Anne Poirier Basque, directrice générale de Moncton Centre-ville, estime que cette méthode de collecte de dons fonctionne et qu’elle permet d’intéresser la population à l’enjeu de la mendicité.

Il ne s’agit pas de chasser les mendiants du centre-ville, selon elle, mais son organisme, qui oeuvre à la revitalisation du centre-ville de Moncton, reconnaît que la mendicité représente un problème pour les commerçants.

«Il y a des mendiants qui sont un peu agressifs. Dans les années passées, il y en a qui demandaient de l’argent aux gens qui mangeaient sur les terrasses des restaurants, ou qui suivaient les gens.

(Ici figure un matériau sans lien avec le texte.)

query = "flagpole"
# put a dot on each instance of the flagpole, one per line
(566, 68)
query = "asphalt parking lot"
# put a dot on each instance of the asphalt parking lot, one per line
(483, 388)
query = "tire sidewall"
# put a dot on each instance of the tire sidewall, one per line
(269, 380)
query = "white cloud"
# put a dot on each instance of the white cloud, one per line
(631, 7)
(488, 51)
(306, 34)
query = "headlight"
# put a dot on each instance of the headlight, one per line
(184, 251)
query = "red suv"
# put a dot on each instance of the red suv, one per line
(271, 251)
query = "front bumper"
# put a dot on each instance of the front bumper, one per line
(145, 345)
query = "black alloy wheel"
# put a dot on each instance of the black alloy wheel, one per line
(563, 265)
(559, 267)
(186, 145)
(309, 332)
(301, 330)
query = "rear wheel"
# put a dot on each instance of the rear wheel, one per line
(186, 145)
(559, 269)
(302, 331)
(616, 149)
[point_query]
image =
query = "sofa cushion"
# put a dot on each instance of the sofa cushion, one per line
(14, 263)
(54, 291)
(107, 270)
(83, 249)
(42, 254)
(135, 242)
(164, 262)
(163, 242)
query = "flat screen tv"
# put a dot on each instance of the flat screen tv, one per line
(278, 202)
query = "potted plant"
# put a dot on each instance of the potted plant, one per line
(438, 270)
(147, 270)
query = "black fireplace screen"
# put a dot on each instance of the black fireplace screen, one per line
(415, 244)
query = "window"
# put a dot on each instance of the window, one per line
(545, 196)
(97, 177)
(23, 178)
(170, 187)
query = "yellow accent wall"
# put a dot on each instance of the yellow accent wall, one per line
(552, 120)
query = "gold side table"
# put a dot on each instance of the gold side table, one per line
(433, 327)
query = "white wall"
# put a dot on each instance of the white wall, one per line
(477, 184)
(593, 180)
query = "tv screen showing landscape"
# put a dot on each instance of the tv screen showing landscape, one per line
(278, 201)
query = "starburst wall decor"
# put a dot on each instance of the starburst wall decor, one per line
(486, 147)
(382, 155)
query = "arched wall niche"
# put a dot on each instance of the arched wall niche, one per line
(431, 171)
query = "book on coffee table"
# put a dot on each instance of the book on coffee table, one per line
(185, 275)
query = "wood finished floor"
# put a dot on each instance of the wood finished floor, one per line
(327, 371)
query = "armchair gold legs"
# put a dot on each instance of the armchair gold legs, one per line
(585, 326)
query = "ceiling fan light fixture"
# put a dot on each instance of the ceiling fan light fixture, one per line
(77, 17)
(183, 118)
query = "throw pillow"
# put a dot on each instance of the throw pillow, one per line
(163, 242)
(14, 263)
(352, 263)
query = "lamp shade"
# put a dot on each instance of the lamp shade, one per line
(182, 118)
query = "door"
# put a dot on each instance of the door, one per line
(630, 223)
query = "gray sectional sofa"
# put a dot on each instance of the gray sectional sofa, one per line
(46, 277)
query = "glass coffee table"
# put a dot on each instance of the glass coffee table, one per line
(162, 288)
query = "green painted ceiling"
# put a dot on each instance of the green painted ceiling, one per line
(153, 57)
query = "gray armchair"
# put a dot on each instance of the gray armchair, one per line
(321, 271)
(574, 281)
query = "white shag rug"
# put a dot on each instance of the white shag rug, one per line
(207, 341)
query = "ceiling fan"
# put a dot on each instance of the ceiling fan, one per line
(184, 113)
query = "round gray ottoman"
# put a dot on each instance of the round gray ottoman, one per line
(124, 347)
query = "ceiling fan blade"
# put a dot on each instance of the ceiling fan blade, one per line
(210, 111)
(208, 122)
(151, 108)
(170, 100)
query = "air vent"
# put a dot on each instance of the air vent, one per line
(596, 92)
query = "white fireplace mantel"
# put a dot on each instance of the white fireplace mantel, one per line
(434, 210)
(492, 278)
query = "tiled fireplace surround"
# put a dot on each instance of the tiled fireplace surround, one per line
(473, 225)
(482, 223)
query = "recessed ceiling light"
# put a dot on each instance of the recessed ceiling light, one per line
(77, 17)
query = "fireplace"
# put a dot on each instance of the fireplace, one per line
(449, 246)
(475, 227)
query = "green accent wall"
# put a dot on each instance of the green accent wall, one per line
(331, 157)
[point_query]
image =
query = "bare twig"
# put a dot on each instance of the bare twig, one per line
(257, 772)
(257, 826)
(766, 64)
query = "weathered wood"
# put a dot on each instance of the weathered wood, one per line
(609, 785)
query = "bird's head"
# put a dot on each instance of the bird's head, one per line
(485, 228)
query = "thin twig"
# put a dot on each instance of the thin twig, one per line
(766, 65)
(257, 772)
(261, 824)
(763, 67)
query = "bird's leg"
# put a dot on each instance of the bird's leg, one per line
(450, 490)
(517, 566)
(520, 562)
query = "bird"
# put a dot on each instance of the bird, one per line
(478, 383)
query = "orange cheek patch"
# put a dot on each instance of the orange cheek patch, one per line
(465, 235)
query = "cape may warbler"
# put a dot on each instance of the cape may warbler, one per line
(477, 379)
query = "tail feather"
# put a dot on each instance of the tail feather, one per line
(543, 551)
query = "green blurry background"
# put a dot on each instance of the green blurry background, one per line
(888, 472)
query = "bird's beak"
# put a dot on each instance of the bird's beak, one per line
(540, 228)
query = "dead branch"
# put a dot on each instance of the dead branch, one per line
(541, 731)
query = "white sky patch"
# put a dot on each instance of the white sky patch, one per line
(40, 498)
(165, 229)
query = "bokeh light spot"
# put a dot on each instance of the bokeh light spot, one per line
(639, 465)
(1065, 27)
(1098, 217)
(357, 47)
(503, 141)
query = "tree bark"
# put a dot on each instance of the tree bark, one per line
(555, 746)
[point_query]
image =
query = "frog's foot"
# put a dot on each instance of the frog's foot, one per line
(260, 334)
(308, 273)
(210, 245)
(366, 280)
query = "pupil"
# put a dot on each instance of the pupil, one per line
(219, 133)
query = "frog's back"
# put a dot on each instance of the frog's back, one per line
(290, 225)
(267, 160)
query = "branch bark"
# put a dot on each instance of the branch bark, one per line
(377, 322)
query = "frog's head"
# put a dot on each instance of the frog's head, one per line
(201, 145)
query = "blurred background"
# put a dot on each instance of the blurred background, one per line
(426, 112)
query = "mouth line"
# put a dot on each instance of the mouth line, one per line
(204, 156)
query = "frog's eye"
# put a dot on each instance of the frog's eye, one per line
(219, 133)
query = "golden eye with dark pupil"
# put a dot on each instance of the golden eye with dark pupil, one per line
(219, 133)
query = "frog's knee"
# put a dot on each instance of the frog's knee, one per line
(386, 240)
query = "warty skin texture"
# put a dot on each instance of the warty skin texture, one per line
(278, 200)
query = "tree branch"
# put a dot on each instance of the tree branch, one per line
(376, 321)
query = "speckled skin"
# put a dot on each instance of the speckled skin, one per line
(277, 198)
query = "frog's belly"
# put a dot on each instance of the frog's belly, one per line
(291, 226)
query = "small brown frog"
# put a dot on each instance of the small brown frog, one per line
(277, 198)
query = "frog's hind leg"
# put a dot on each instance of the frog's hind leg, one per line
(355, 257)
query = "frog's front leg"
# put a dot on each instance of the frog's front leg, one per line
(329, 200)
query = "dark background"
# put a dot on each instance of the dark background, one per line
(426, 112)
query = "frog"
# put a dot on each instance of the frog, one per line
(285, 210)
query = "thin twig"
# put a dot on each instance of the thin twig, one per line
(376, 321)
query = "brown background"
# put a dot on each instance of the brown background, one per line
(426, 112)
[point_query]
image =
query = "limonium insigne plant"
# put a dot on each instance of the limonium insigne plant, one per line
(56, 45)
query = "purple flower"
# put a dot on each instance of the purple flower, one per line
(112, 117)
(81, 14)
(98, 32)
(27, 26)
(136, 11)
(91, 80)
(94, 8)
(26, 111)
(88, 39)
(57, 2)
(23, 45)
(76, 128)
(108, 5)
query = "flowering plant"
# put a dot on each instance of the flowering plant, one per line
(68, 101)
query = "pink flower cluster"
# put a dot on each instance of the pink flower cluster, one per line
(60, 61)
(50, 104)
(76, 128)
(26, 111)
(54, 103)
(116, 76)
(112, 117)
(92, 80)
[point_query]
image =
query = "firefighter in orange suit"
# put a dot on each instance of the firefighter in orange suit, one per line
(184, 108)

On voulait décourager ça», dit la directrice générale.

Elle estime que les dons directs aux mendiants ne font que perpétuer le problème de la mendicité.

«La mendicité est toujours là, mais on veut que les gens réalisent qu’il y a des options s’ils ne veulent pas donner.»

Sam Taylor, jeune itinérant et musicien de rue à ses temps libres, est plutôt indifférent face à ces parcomètres jaunes.

Depuis quelques années, il vit dans la rue et dort où il le peut.

Sam Taylor, jeune musicien, vit dans la rue. – Acadie Nouvelle: Alexandre Boudreau

«Je ne sais pas, je pense que les gens donnent de leur argent où ils le veulent. Des fois ils en donnent aux musiciens parce qu’ils apprécient leur musique, des fois ils les donnent aux mendiants parce qu’ils veulent les aider même s’ils n’ont pas de talent musical», dit le jeune homme, avec un sourire en coin.

Il estime que les parcomètres ne changeront pas les habitudes de ceux qui aiment donner aux sans-abri.

«Peut-être que certaines personnes veulent donner de l’argent à une machine, mais je crois que les gens veulent aider les gens directement. Ils aiment avoir un visage devant eux, ils aiment voir la personne que leur argent va aider», dit Sam Taylor.